Anthropic Messages Compatibility

Use this page when a client expects Anthropic Messages API wire format.

Which endpoint should I use?

Endpoint Best for Tool behavior
/v1/anthropic/messages Anthropic-compatible clients Client-managed tools. The API mirrors Anthropic Messages semantics and does not run the Hatz harness.
/v1/anthropic/messages/count_tokens Anthropic-compatible token preflight Returns an input token count for limit checks. Billing uses the final model usage event.
/v1/chat/completions Hatz-native assistant workflows Hatz harness enabled: recursive tool calling, server-side tools, and Hatz-specific orchestration.

The Anthropic SDK appends /v1/messages to its base URL. Configure SDK clients with:

https://ai.hatz.ai/v1/anthropic

The API also accepts /v1/anthropic/v1/messages and /v1/anthropic/v1/messages/count_tokens for that SDK path.

Model IDs

Use Hatz model IDs from your tenant's model list. For Claude Desktop gateway compatibility, the route also accepts the shorthand aliases sonnet, opus, and haiku and resolves them to Hatz model IDs before execution.

curl 'https://ai.hatz.ai/v1/chat/models' \
  -H "Authorization: Bearer $HATZ_API_KEY"

Examples of valid Hatz IDs include anthropic.claude-haiku-4-5 and moonshot.kimi-k2-thinking when enabled for your tenant.

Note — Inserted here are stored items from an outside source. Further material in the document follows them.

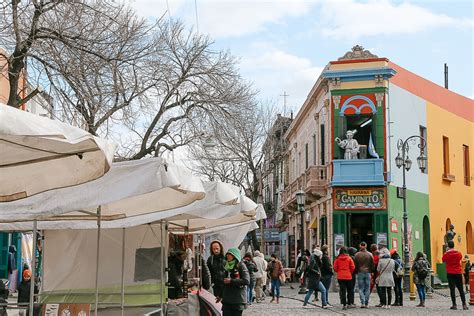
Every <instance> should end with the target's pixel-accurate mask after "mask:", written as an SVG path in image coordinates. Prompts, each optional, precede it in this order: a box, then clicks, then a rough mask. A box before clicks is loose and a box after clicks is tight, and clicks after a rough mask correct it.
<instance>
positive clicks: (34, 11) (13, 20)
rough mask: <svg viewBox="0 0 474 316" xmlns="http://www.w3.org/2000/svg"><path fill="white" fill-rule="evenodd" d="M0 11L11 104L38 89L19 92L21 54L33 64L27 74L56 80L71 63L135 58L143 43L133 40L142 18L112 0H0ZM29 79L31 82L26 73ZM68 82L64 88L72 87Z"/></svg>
mask: <svg viewBox="0 0 474 316" xmlns="http://www.w3.org/2000/svg"><path fill="white" fill-rule="evenodd" d="M0 14H1V19H0V44H1V45H2V46H4V47H5V48H6V50H7V52H8V56H4V57H5V58H6V59H7V67H8V80H9V84H10V91H9V99H8V102H7V103H8V104H9V105H11V106H14V107H18V106H20V105H21V104H24V103H26V102H27V101H28V100H29V99H30V98H31V97H33V96H34V94H36V93H37V92H38V90H33V91H32V92H31V93H30V94H28V95H26V96H22V97H21V96H20V95H21V94H20V92H21V91H20V89H19V88H20V79H21V76H22V73H24V72H25V71H26V65H27V58H28V60H29V62H28V65H34V68H33V69H31V70H30V69H28V75H30V77H37V78H39V77H41V76H42V75H44V74H45V73H47V74H48V75H50V76H55V75H57V74H60V75H61V80H64V82H65V83H68V82H67V79H69V76H71V74H72V73H73V71H74V70H73V69H72V68H75V67H74V65H75V64H78V63H81V64H82V65H83V68H87V67H89V68H91V69H94V67H96V66H97V63H102V65H100V66H99V68H95V70H96V71H100V70H102V69H103V64H105V63H110V64H112V65H113V64H114V63H115V64H123V63H127V62H130V61H131V59H136V56H137V51H139V50H140V49H141V48H143V46H141V45H137V46H138V47H139V48H138V49H137V47H136V46H135V45H136V44H137V37H140V36H143V35H144V33H145V32H144V21H143V20H140V19H137V18H136V17H135V16H134V13H133V12H132V11H131V10H129V9H127V8H126V7H124V6H122V5H117V4H114V3H113V2H107V1H99V0H96V1H90V2H89V1H61V0H51V1H39V0H30V1H20V0H12V1H9V2H7V1H3V2H2V4H1V8H0ZM138 55H139V54H138ZM59 57H60V58H59ZM74 61H75V63H74ZM71 62H73V63H71ZM71 66H72V67H71ZM78 76H79V75H78ZM30 83H31V84H33V82H32V81H31V79H30ZM97 84H100V82H97ZM72 86H73V87H69V88H70V89H74V84H72ZM72 102H75V103H77V101H72ZM79 112H80V113H81V114H82V115H83V116H84V117H86V118H87V116H90V115H94V114H96V113H93V112H94V111H93V110H92V111H89V112H88V113H87V111H86V109H85V108H84V107H82V108H81V109H80V110H79ZM87 123H88V124H89V122H87ZM91 131H92V132H93V131H94V130H93V127H92V130H91Z"/></svg>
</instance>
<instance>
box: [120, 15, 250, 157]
mask: <svg viewBox="0 0 474 316" xmlns="http://www.w3.org/2000/svg"><path fill="white" fill-rule="evenodd" d="M158 28H159V30H158V33H157V38H158V39H157V40H155V42H156V43H157V45H156V46H155V47H156V49H155V52H154V54H155V55H154V57H153V59H152V62H151V63H150V65H149V69H150V71H151V75H150V76H152V77H153V79H154V81H155V86H154V87H153V89H152V90H150V91H149V92H148V93H147V97H148V103H147V104H146V106H144V105H143V104H142V105H140V111H136V113H137V116H136V117H135V120H134V121H133V122H130V124H129V125H128V127H129V128H130V130H131V131H133V132H134V133H135V135H137V138H138V142H137V143H138V145H139V146H133V145H132V146H130V148H129V151H130V153H132V154H130V157H131V158H132V159H140V158H143V157H145V156H147V155H155V156H158V155H161V154H162V153H163V152H164V151H166V150H168V151H173V150H175V149H177V148H179V147H181V146H185V145H189V144H191V143H192V142H193V141H196V140H197V139H198V138H199V137H201V136H202V135H203V129H204V127H205V126H207V125H209V124H215V125H221V124H223V123H224V122H226V121H227V120H228V118H230V117H232V116H233V115H234V114H235V113H236V112H239V111H241V109H242V108H245V107H246V104H248V103H249V102H250V101H251V100H252V99H253V97H254V95H255V93H254V91H253V90H252V89H251V86H250V85H249V84H247V83H246V82H244V80H243V79H242V78H241V76H240V75H239V73H238V70H237V67H236V65H237V61H236V59H235V58H234V57H233V56H232V55H231V54H230V53H229V52H223V51H216V50H214V49H213V47H212V45H213V42H212V41H211V40H210V39H209V38H208V37H206V36H202V35H196V34H195V33H193V32H191V31H186V30H185V27H184V25H183V24H182V23H180V22H175V23H173V24H171V25H169V24H166V25H164V24H160V25H159V26H158Z"/></svg>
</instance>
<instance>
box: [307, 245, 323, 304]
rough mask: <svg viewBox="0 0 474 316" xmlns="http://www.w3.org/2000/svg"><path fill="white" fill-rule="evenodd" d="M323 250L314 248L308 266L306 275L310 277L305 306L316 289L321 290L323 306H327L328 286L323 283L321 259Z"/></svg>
mask: <svg viewBox="0 0 474 316" xmlns="http://www.w3.org/2000/svg"><path fill="white" fill-rule="evenodd" d="M322 254H323V253H322V252H321V250H319V249H314V251H313V254H312V255H311V257H310V260H309V264H308V267H307V268H306V271H305V275H306V278H307V279H308V292H307V293H306V295H305V297H304V303H303V307H305V306H307V304H308V301H309V299H310V297H311V294H313V292H314V291H320V292H321V301H322V307H323V308H327V301H326V288H325V287H324V285H323V284H322V283H321V259H320V257H321V256H322Z"/></svg>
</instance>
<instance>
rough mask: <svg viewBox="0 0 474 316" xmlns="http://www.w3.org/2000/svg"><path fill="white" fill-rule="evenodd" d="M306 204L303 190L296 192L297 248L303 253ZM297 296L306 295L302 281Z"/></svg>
mask: <svg viewBox="0 0 474 316" xmlns="http://www.w3.org/2000/svg"><path fill="white" fill-rule="evenodd" d="M305 202H306V194H305V193H304V191H303V190H301V189H300V190H299V191H298V192H296V204H297V206H298V211H299V213H300V220H301V223H300V241H299V247H300V249H301V251H304V218H303V216H304V204H305ZM298 293H299V294H304V293H306V282H305V281H304V282H303V283H302V284H301V286H300V289H299V291H298Z"/></svg>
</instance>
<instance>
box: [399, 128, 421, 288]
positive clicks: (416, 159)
mask: <svg viewBox="0 0 474 316" xmlns="http://www.w3.org/2000/svg"><path fill="white" fill-rule="evenodd" d="M417 138H419V142H420V143H419V144H418V148H420V156H419V157H418V158H417V159H416V161H417V163H418V168H420V170H421V172H424V171H425V169H426V162H427V160H428V159H427V158H426V156H425V154H424V149H425V147H426V141H425V139H424V138H423V137H421V136H418V135H413V136H410V137H408V138H407V139H406V140H405V141H403V140H401V139H399V140H398V143H397V148H398V155H397V157H396V158H395V164H396V165H397V167H398V168H402V169H403V188H402V192H403V256H404V260H403V261H404V265H405V273H404V276H403V278H404V280H403V283H404V287H405V292H409V291H410V253H409V251H408V214H407V195H406V183H405V172H406V171H409V170H410V169H411V165H412V161H411V159H410V158H409V157H408V152H409V151H410V145H409V143H412V144H413V145H414V144H416V139H417Z"/></svg>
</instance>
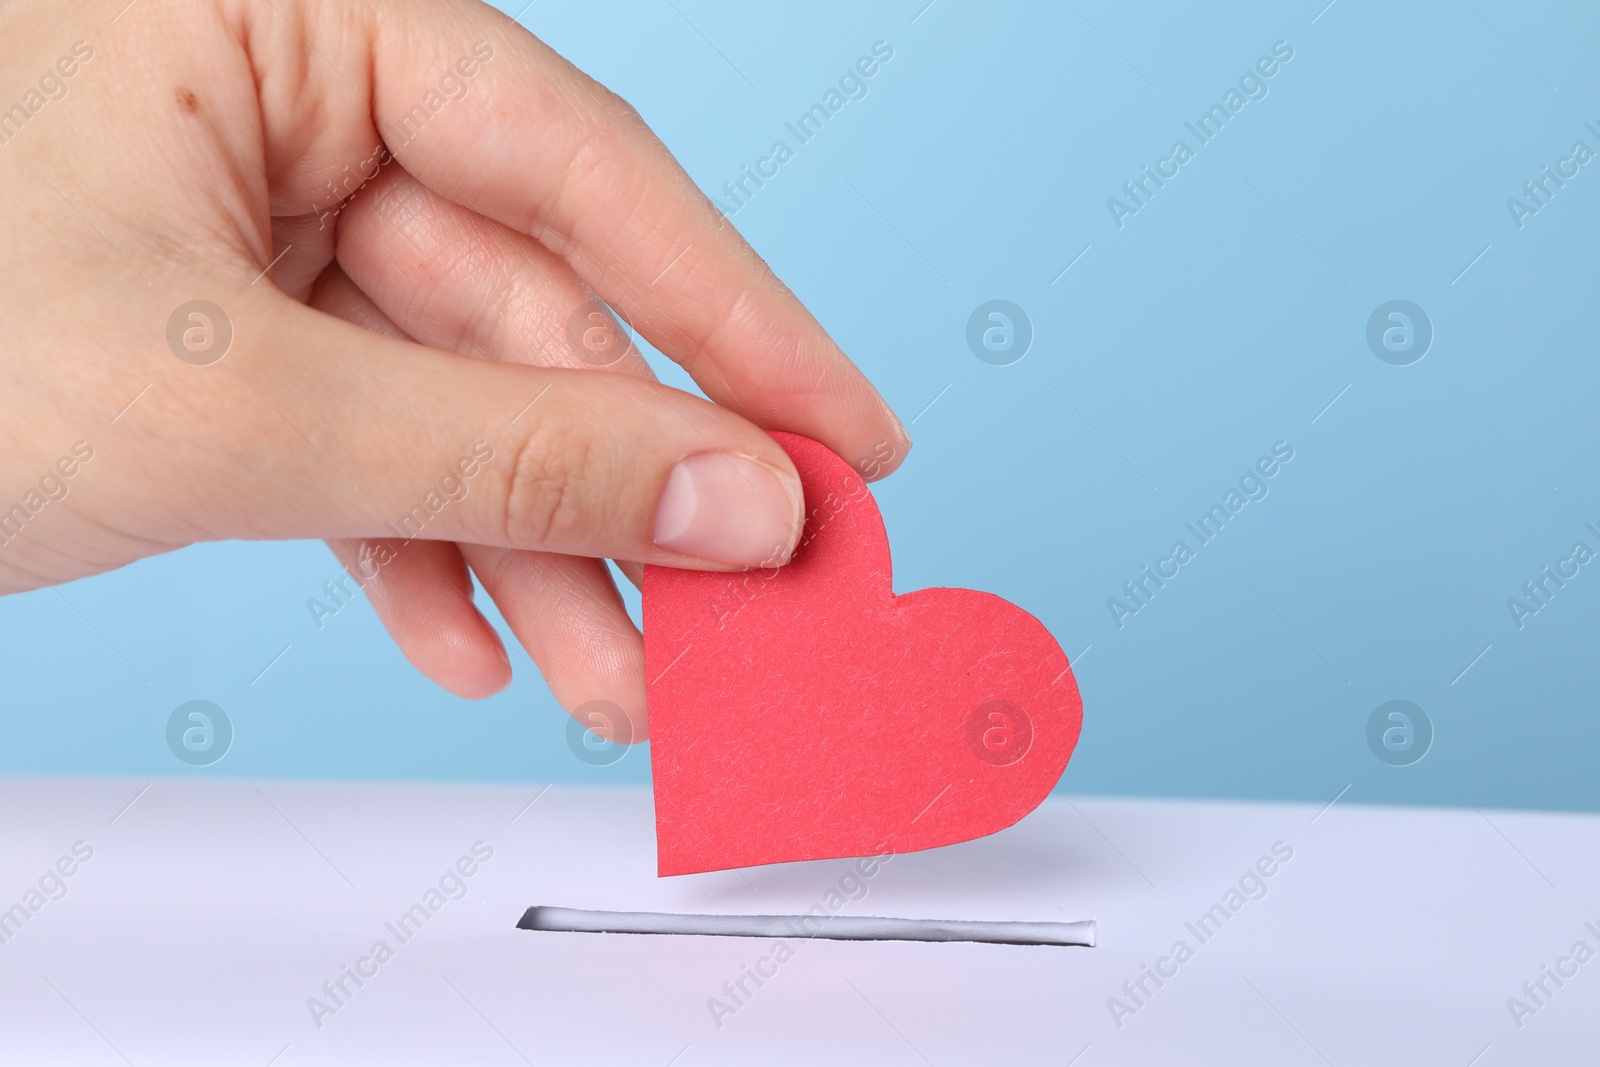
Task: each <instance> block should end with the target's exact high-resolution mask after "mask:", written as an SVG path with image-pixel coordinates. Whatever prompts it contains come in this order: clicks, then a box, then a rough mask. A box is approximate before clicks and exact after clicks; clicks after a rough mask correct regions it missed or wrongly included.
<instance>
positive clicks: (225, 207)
mask: <svg viewBox="0 0 1600 1067" xmlns="http://www.w3.org/2000/svg"><path fill="white" fill-rule="evenodd" d="M0 195H3V202H5V211H3V213H0V248H3V250H5V253H3V254H5V259H3V262H0V322H3V323H5V342H3V355H0V592H16V590H24V589H34V587H38V585H45V584H54V582H64V581H70V579H74V577H82V576H86V574H94V573H99V571H106V569H110V568H115V566H122V565H123V563H130V561H133V560H138V558H141V557H146V555H154V553H157V552H166V550H171V549H178V547H181V545H186V544H192V542H197V541H216V539H224V537H245V539H269V537H326V539H330V544H331V545H333V549H334V552H336V553H338V557H339V558H341V561H342V563H344V565H346V566H347V568H349V569H350V571H352V582H350V584H352V585H354V584H362V585H363V589H365V592H366V595H368V597H370V600H371V603H373V606H374V608H376V611H378V614H379V617H381V619H382V621H384V624H386V625H387V627H389V632H390V633H392V635H394V638H395V641H397V643H398V645H400V648H402V649H403V651H405V654H406V656H408V657H410V659H411V662H413V664H416V665H418V667H419V669H421V670H422V672H424V673H427V675H429V677H430V678H434V680H435V681H438V683H440V685H443V686H445V688H448V689H450V691H453V693H459V694H462V696H486V694H490V693H494V691H498V689H499V688H502V686H504V685H506V683H507V680H509V677H510V665H509V661H507V657H506V651H504V648H502V646H501V643H499V640H498V637H496V633H494V630H493V629H491V627H490V624H488V622H486V621H485V619H483V616H482V614H480V613H478V611H477V608H474V605H472V581H470V577H469V569H470V571H472V573H475V574H477V576H478V581H480V582H482V584H483V587H485V590H488V593H490V597H493V598H494V601H496V605H498V606H499V609H501V613H502V614H504V616H506V619H507V621H509V624H510V627H512V630H514V632H515V633H517V637H518V640H520V641H522V643H523V646H525V648H526V649H528V653H530V654H531V657H533V659H534V662H536V664H538V665H539V670H541V672H542V673H544V677H546V678H547V681H549V683H550V688H552V689H554V691H555V696H557V697H558V699H560V701H562V704H563V705H565V707H568V709H576V707H578V705H581V704H586V702H589V701H595V699H603V701H610V702H613V704H616V705H619V707H621V709H622V710H624V712H626V713H627V715H629V717H630V718H632V720H634V728H635V733H637V736H643V723H645V678H643V648H642V641H640V635H638V632H637V630H635V627H634V625H632V622H630V621H629V617H627V613H626V611H624V608H622V601H621V598H619V597H618V593H616V589H614V587H613V584H611V579H610V574H608V571H606V568H605V561H603V560H605V558H614V560H627V561H632V563H627V565H624V566H626V568H629V569H632V571H634V576H635V577H637V565H638V563H662V565H670V566H690V568H707V569H738V568H744V566H752V565H760V563H765V561H771V560H774V558H776V560H784V558H787V553H789V552H790V550H792V547H794V542H795V537H797V534H798V531H800V526H802V498H800V485H798V478H797V477H795V472H794V467H792V466H790V462H789V459H787V458H786V456H784V453H782V450H781V448H779V446H778V445H776V443H774V442H773V440H771V438H768V437H766V434H765V430H768V429H782V430H794V432H797V434H805V435H808V437H813V438H818V440H821V442H824V443H826V445H829V446H830V448H832V450H835V451H837V453H838V454H842V456H843V458H845V459H848V461H851V462H854V464H858V467H859V469H861V470H862V472H864V474H867V475H869V477H882V475H883V474H888V472H890V470H893V469H894V467H896V466H898V464H899V461H901V459H902V458H904V454H906V451H907V450H909V446H910V442H909V440H907V437H906V432H904V430H902V429H901V426H899V422H898V421H896V419H894V416H893V414H891V413H890V410H888V406H886V405H885V403H883V400H882V398H880V397H878V395H877V392H875V390H874V389H872V386H870V384H867V381H866V379H864V378H862V374H861V373H859V371H858V370H856V368H854V365H851V362H850V360H848V358H846V357H845V355H843V354H842V352H840V350H838V347H837V346H835V344H834V342H832V341H830V339H829V336H827V334H826V333H824V331H822V328H821V326H819V325H818V323H816V320H813V318H811V315H810V314H806V310H805V309H803V307H802V306H800V302H798V301H795V298H794V296H792V294H790V293H789V290H786V288H784V286H782V283H779V282H778V280H776V278H774V277H773V274H771V272H770V270H768V269H766V266H765V264H763V262H762V259H760V258H757V256H755V253H754V251H752V250H750V248H749V246H747V245H746V243H744V240H742V238H741V237H739V234H738V232H736V230H734V229H733V227H731V226H728V222H726V221H725V219H723V218H722V216H720V214H718V213H717V211H715V210H714V208H712V206H710V203H709V202H707V200H706V198H704V197H702V195H701V194H699V192H698V190H696V187H694V186H693V184H691V182H690V179H688V178H686V176H685V173H683V171H682V170H680V168H678V165H677V163H675V160H674V158H672V155H670V154H669V152H667V150H666V149H664V147H662V146H661V142H659V141H658V139H656V138H654V136H653V134H651V133H650V130H648V128H646V126H645V125H643V122H642V120H640V117H638V115H637V112H634V110H632V109H630V107H629V106H627V104H626V102H622V101H621V99H618V98H616V96H613V94H611V93H608V91H606V90H603V88H602V86H598V85H595V83H594V82H592V80H589V78H587V77H586V75H582V74H581V72H578V70H576V69H574V67H571V66H570V64H568V62H565V61H563V59H562V58H560V56H557V54H554V53H552V51H550V50H549V48H546V46H544V45H542V43H539V42H538V40H534V38H533V37H531V35H530V34H526V32H525V30H523V29H522V27H520V26H517V24H515V22H512V21H510V19H509V18H506V16H504V14H501V13H498V11H494V10H491V8H488V6H483V5H480V3H475V2H472V0H418V2H414V3H406V2H389V3H379V2H378V0H133V3H126V0H106V2H99V0H91V2H88V3H80V5H61V3H53V2H50V0H11V2H10V3H6V5H5V6H0ZM595 296H598V298H600V299H603V301H605V304H610V306H611V307H614V309H618V312H619V314H621V315H622V317H624V318H626V320H627V322H629V323H632V328H634V330H637V331H638V333H640V334H643V336H645V338H648V339H650V342H651V344H654V346H656V347H658V349H659V350H661V352H664V354H666V355H667V357H670V358H672V360H675V362H677V363H680V365H682V366H683V368H685V370H688V373H690V374H693V378H694V381H696V382H698V384H699V386H701V389H702V390H704V392H706V395H707V397H710V400H712V402H715V403H707V402H704V400H699V398H696V397H691V395H688V394H683V392H678V390H674V389H667V387H664V386H659V384H658V382H654V379H653V376H651V373H650V370H648V368H646V365H645V362H643V360H642V358H640V355H638V350H637V349H634V347H632V346H629V344H627V338H626V333H622V331H619V328H618V325H616V323H614V320H611V317H610V314H608V312H606V309H605V306H602V304H600V302H598V301H597V299H595Z"/></svg>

By default, shorthand aliases resolve to the current enabled Anthropic model in the matching family. Users can enable Custom Anthropic Gateway Model Mapping in Hatz AI Preferences to override each alias to another enabled Hatz model. Turning the setting off preserves saved mappings but makes the gateway use the default family models again.

Alias Default behavior
sonnet Current enabled Claude Sonnet family model unless custom mapping is enabled
opus Current enabled Claude Opus family model unless custom mapping is enabled
haiku Current enabled Claude Haiku family model unless custom mapping is enabled

Native Claude-style IDs that map to enabled Hatz models, such as claude-sonnet-4-6 and claude-opus-4-7, are also accepted for Claude Desktop compatibility.

Authentication

This endpoint accepts the same authentication methods as all Hatz API endpoints:

  • Authorization: Bearer <your-api-key>
  • X-API-Key: <your-api-key>

Anthropic SDK Example

import anthropic
import os

client = anthropic.Anthropic(
    base_url="https://ai.hatz.ai/v1/anthropic",
    api_key=os.environ["HATZ_API_KEY"],
)

message = client.messages.create(
    model="anthropic.claude-haiku-4-5",
    max_tokens=128,
    messages=[{"role": "user", "content": "Reply with one short sentence."}],
)

print(message.content[0].text)

curl Example

curl 'https://ai.hatz.ai/v1/anthropic/messages' \
  -H 'Authorization: Bearer '"$HATZ_API_KEY" \
  -H 'Content-Type: application/json' \
  -d '{
    "model": "anthropic.claude-haiku-4-5",
    "max_tokens": 128,
    "messages": [
      {
        "role": "user",
        "content": "Write a 2 sentence summary of SOC 2."
      }
    ]
  }'

Streaming

Set stream: true to receive Anthropic-style named SSE events:

message_start
content_block_start
content_block_delta
content_block_stop
message_delta
message_stop

Provider errors are returned as event: error with an Anthropic-compatible error payload.

Tool Calling

Request tools use Anthropic tools and tool_choice shapes. The server maps them into the runtime provider's supported tool format, and the client remains responsible for executing tools and sending tool_result blocks in a follow-up request.

web_search_20250305 is accepted for Claude Desktop compatibility. It is controlled by the Statsig gate anthropic_messages_web_search_enabled; ANTHROPIC_MESSAGES_WEB_SEARCH_ENABLED=true|false can force local override behavior.

When the flag is disabled, the gateway returns a 200 response with Anthropic-style server_tool_use and web_search_tool_result blocks that report search as unavailable in this environment.

When the flag is enabled, the gateway runs Hatz-hosted Firecrawl search, injects the search results into model context, and prefixes the response with Anthropic-style web search result blocks. The provider-facing request does not receive Anthropic's built-in search tool directly.

Token Counting

/v1/anthropic/messages/count_tokens is intended for client-side limit checks. Hatz may use a fast local estimate with a safety multiplier, or an exact provider count for multimodal, structured, tool-heavy, or near-limit prompts. Usage accounting is recorded from the final model response, not from this preflight endpoint.

Prompt Caching

Valid cache_control blocks are preserved on message content and tool definitions before the request is handed to the provider runtime. Cache read/write token counts are included in usage metadata when the provider returns them.